Mit Spannung habe ich deshalb den kürzlich erschienenen dritten Teil von Tad Williams' "Shadowmarch"-Reihe erwartet, "Shadowrise". Von "Shadowmarch" und "Shadowplay" war ich begeistert, fast mehr noch als von Osten Ard (vor allem, weil dieses ziemlich lang braucht, bis es "richtig losgeht", während Shadowmarch gleich mit einem Knaller beginnt.)
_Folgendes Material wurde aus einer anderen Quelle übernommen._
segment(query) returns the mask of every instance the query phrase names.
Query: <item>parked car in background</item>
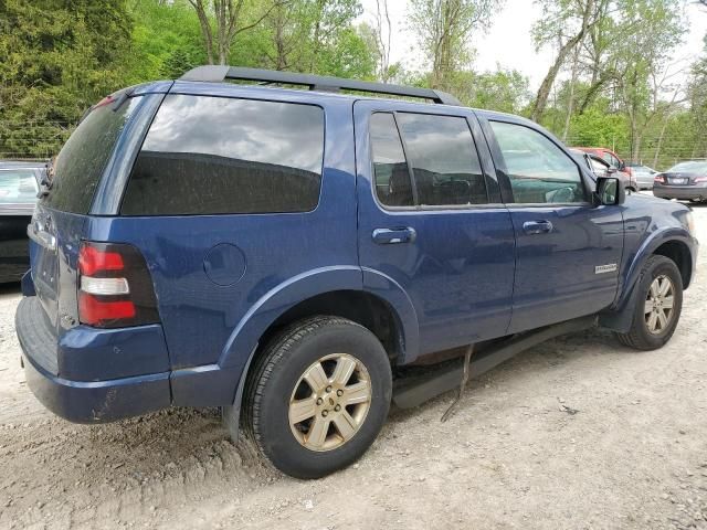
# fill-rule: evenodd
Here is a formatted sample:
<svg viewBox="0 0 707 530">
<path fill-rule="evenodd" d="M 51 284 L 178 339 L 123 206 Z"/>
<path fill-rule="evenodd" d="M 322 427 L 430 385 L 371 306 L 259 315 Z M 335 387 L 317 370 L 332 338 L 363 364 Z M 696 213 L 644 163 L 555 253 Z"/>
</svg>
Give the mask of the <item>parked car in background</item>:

Das im Norden des Kontinents Eion befindliche Königreich Southmarch steht ohne seinen König da - als das Buch beginnt, befindet sich König Olin Eddon durch einen Verrat bereits seit einigen Monaten in der Gefangenschaft des Machthabers eines weiter südlich gelegenen Landes. An seiner Statt regiert anfangs noch sein 19- oder 20-jähriger Sohn Kendrick, aber auch den lernt man als Leser kaum kennen, denn Kendrick wird brutal ermordet.
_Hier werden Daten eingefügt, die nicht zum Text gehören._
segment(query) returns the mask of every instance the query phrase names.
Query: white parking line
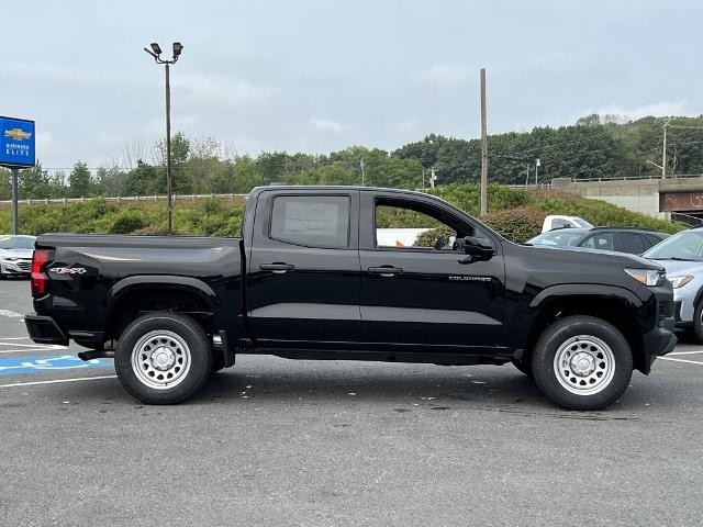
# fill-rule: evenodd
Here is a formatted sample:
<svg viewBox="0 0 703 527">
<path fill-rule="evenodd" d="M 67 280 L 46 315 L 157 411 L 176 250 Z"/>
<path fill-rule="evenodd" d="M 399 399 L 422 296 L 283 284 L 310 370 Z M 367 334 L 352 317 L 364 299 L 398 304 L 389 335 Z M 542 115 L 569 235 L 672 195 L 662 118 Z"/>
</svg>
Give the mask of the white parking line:
<svg viewBox="0 0 703 527">
<path fill-rule="evenodd" d="M 687 365 L 699 365 L 703 366 L 703 362 L 696 362 L 695 360 L 685 360 L 685 359 L 673 359 L 671 357 L 659 357 L 661 360 L 672 360 L 674 362 L 685 362 Z"/>
<path fill-rule="evenodd" d="M 97 381 L 100 379 L 116 379 L 118 375 L 79 377 L 77 379 L 55 379 L 52 381 L 14 382 L 12 384 L 0 384 L 0 388 L 34 386 L 36 384 L 56 384 L 59 382 Z"/>
<path fill-rule="evenodd" d="M 22 348 L 22 349 L 0 349 L 0 355 L 4 354 L 25 354 L 27 351 L 55 351 L 53 349 L 47 348 Z"/>
<path fill-rule="evenodd" d="M 19 346 L 21 348 L 44 348 L 44 349 L 67 349 L 68 346 L 59 346 L 58 344 L 19 344 L 19 343 L 2 343 L 0 346 Z"/>
</svg>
Nun werden die 16-jährigen Zwillinge Barrick und Briony zu den Prinzregenten, und der erste Band der Reihe dreht sich unter anderem und vor allem darum herauszufinden, wer für den Mord an Kendrick verantwortlich ist.
Aber es gibt auch etliche andere Handlungsstränge:
Chert Blue Quarz, ein Funderling (ein kleingewachsenes Zwerg-/Halbling-artiges Volk, das unterirdisch lebt und sich durch seine Meisterschaft in Tunnelbau/Steinmetzkunst etc. auszeichnet), findet bei einem Ausflug an die sogenannte "Shadowline" einen kleinen menschlichen Jungen, mit dem es eine seltsame Bewandtnis hat und den er und seine Frau Opal als Ziehsohn aufnehmen.
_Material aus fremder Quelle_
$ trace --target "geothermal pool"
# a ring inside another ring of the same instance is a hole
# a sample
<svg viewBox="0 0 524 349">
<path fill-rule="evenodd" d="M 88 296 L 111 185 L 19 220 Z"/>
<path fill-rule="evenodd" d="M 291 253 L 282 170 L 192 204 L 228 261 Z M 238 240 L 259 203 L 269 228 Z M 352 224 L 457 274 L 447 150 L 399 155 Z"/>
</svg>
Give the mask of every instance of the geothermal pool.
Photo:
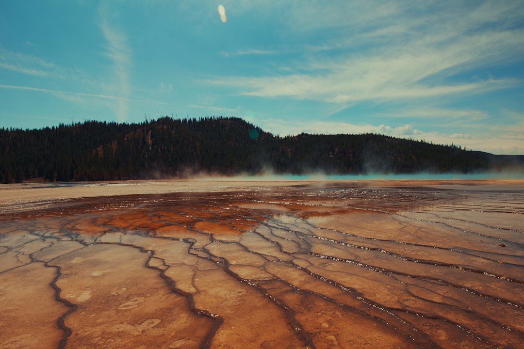
<svg viewBox="0 0 524 349">
<path fill-rule="evenodd" d="M 522 181 L 0 197 L 2 348 L 524 347 Z"/>
</svg>

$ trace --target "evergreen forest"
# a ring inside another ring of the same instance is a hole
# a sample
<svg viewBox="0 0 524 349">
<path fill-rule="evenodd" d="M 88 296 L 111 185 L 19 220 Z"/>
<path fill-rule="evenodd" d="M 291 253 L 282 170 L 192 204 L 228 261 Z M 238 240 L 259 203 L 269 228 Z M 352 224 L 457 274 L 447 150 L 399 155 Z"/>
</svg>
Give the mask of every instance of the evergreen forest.
<svg viewBox="0 0 524 349">
<path fill-rule="evenodd" d="M 280 174 L 522 171 L 524 155 L 366 133 L 281 137 L 238 118 L 0 129 L 0 182 Z"/>
</svg>

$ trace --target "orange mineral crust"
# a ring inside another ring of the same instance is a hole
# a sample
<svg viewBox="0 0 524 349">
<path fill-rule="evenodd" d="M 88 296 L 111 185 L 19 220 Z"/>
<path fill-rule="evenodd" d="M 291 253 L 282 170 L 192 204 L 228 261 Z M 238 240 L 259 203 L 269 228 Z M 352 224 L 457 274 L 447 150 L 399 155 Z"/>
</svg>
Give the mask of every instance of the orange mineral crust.
<svg viewBox="0 0 524 349">
<path fill-rule="evenodd" d="M 0 186 L 2 348 L 524 347 L 524 183 Z"/>
</svg>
(Bei dieser Shadowline handelt es sich um die Grenze zu den Ländern der Qar (Elfen/Feen/Kobolde und sonstige Wesen dieser Art), in dem ewiges Zwielicht herrscht und wohin die Menschen sich, seit sie daraus vertrieben wurden und die Qar diesen Mantel der Schatten darübergelegt haben, nicht mehr vorwagen.)
Im fernen Süden, im Reich Xis (das ägyptische Anklänge hat) wird Qinnitan, eine junge Tempelnovizin, vom dortigen Alleinherrscher (und "lebenden Gott auf Erden"), dem Autarchen Sulepis, völlig überraschend als hundertundsiebte Braut gewählt und in seinen Harem gebracht, dann aber völlig ignoriert bis auf die Tatsache, dass Sulepis' Priester ihr sehr beunruhigende Tränke verabreichen.
Die Qar setzen ihre Armeen in Marsch, um in die Sonnenlande einzufallen.
Das alles (und noch einige Stränge mehr) macht Shadowmarch zu einem unglaublich reichen Mosaik, dessen Puzzlesteinchen erst nach und nach zusammenpassen.
Die Welt ist sehr detailliert ausgearbeitet, und auch die Religionen, der ihre Bewohner folgen, sind glaubwürdig gezeichnet. Vor allem wird dieser religiöse Aspekt gerade im zweiten und dritten Band sehr wichtig: Es stellt sich heraus, dass alle Bewohner tatsächlich von denselben Gottheiten und demselben Götterkrieg sprechen, auch wenn die Götter in allen Kulturkreisen unterschiedliche Namen haben.
Und die Schlafenden Götter sind im Begriff, zu erwachen...
—
Kennt ihr "Shadowmarch" auch? Seid ihr ähnlich begeistert wie ich? :) (Ich bin bei Teil 3 jetzt etwa in der Mitte, und ich habe zu meiner Freude gesehen, dass es auch noch mindestens einen vierten Band geben wird, "Shadowheart".)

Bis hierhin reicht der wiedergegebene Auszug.